Aus dem Mann wird kurz vor Schluss ein Psychopath. Hier hat Gafton leider getrickst. Und das gefällt mir gar nicht!!!
Erstens, weil es bei einer solch exzellenten Schriftstellerin besonders auffällt und zweitens weil sie es nicht nötig hat. Mir verdirbt das den ganzen Spaß an diesem Buch. Auch das an den Haaren herbei gezogene Motiv, plötzlich wieder zum Killer zu werden (Inzest), ist Grafton nicht würdig. Sie bekommt von mir zum ersten Mal ein Minus. Nach einem solchen Spannungsaufbau ist diese Auflösung einfach nur enttäuschend.
Marion zu »Sue Grafton: Kleine Geschenke« 05.11.2003
so, das ist jetzt der - hmpf - 5. grafton und noch kein bisschen fad oder abgenützt oder was auch immer. Spannend, logisch, schlüssig. Toll!
Rena zu »Sue Grafton: Kleine Geschenke« 27.10.2003
Wie alle Krimis von Sue Grafton aus der Kinsey Millhone-Serie, die ich bisher gelesen habe, ist auch dieser wieder eine unglaublich gelungene Mischung aus Spannung und Logik.
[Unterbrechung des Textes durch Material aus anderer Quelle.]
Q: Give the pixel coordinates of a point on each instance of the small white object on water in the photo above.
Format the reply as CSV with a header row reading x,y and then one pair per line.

Grafton versteht es, ihre Leser bis zur letzten Minute zu fordern. Nie wusste ich, wer der Täter ist, bis Kinsey Millhone selbst auf des Rätsels Lösung kam!

Gleichzeitig bieten die Krimis durchaus einen recht interessanten Einblick in die Lebensgewohnheiten der amerikanischen Mittelschicht.

Besonders sympathisch finde ich, dass Kinsey nicht als unfehlbare Klassefrau sondern als ganz normaler Mensch mit einigen Ecken und Kanten dargestellt wird, die durch die zaghaften Hinweise auf ihre Vergangenheit - auf mehrere Bücher verteilt - nur umso interessanter wird!